The Fifth Circuit has reversed and rendered in the case of James Jennings, Jr. v. Judge Houston Patton of Hinds County Court. The underlying facts are recounted in the opinion, and one can also read the MSSC's summary of the Bar complaint tribunal's factual findings in the matter of Keith Shelton, Jennings's attorney. Essentially, the civil suit proposed that Patton and Ed Peters had conspired to get Jennings arrested and indicted on false grounds.

District Judge Tom Lee had dismissed the case vs. Peters on immunity grounds but held that an issue of fact existed as to whether Patton lied to the D.A.'s office and denied immunity on that basis. The Fifth Circuit reversed because it found it puzzling that Judge Lee would find anything unconstitutional in what Patton was alleged to've done:
Indeed, even taking the facts in the light most favorable to Jennings, we do not see how, based on our precedents, Jennings has alleged a cognizable constitutional violation. To begin with, “there [i]s no Fourteenth Amendment ‘liberty interest’ or substantive due process right to be free from criminal prosecution unsupported by probable cause.” [Citing cases.] * * *

Nor has Jennings raised a claim actionable under the Fourth Amendment. We have held that “causing charges to be filed without probable cause will not without more violate the Constitution.” [Citing more cases.]

Because Jennings has failed to allege the deprivation of an actual constitutional right, Judge Patton is entitled to qualified immunity.
Wow, that old Constitution isn't all it's cracked up to be.

Eyes must now turn to the Mississippi Bar.
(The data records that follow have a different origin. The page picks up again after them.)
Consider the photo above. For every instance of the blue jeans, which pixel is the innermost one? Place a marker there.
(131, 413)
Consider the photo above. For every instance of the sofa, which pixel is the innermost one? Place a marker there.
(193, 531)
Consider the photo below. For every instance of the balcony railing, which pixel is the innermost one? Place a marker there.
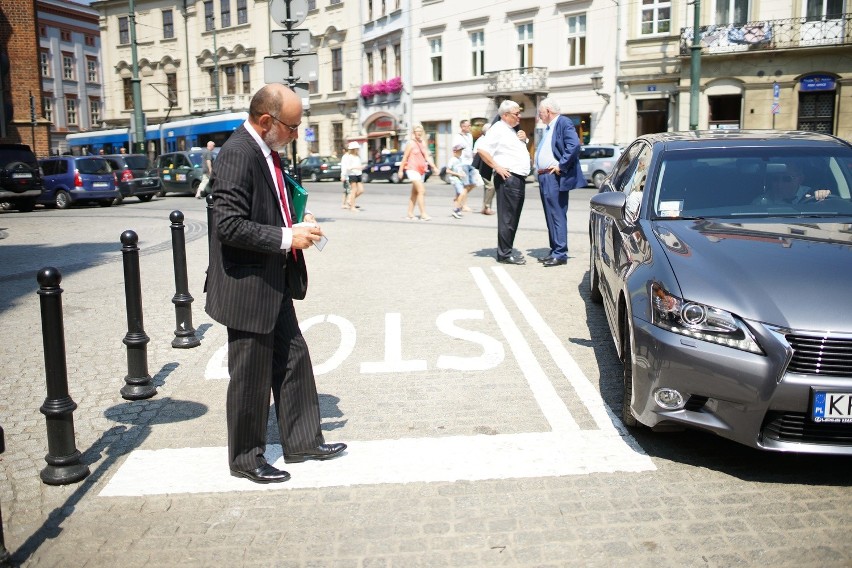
(770, 34)
(522, 80)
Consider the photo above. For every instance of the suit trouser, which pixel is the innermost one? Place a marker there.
(277, 361)
(510, 203)
(555, 204)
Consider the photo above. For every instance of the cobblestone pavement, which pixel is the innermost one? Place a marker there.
(478, 405)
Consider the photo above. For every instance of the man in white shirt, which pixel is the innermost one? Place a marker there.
(503, 150)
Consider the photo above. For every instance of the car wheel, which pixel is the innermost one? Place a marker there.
(594, 279)
(627, 361)
(62, 200)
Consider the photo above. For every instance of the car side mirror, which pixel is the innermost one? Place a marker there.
(610, 203)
As Justice Dickinson wrote:
Shelton's proposed findings of fact with supporting evidence represent only Shelton's view and interpretation of the evidence. However, once they were adopted in toto by the Bar, Shelton's findings of fact took on new significance. The Bar, in substance, represented to this Court that it not only adopted Shelton's factual submission, but also that the Bar had taken reasonable and necessary steps to satisfy itself that they were, in fact, true. In that regard, I finding it amazing that the Bar would agree with the numerous and serious allegations of wrongful conduct by Judge Patton without taking the necessary steps to obtain Judge Patton's testimony and response to Shelton's allegations.

Furthermore, the Bar adopted the following as one of its findings of fact:

Although the reasons [Shelton's] case was presented to the grand jury still are a mystery to Mr. Taylor, one theory of Mr. Taylor's is that Mr. Shelton and Jennings “were indicted on a dare. This was on occasion done during the tenure of the previous District Attorney, Ed Peters.”

As with Judge Patton, I find it equally amazing that the record reflects no effort by the Bar to obtain Peters's testimony and response to such a serious allegation.
If the past is any indication of the future, what the Bar and the JPC will do is, exactly nothing.

The existence of qualified and judicial immunity means that the courts cannot hold judges to a higher standard as their position deserves; they are indeed held to a lower standard. The disciplinary bodies have a duty to raise the standard. They appear to be a failure. If the Mississippi Bar were abolished tomorrow, it's difficult to see that the legal profession in this state would suffer.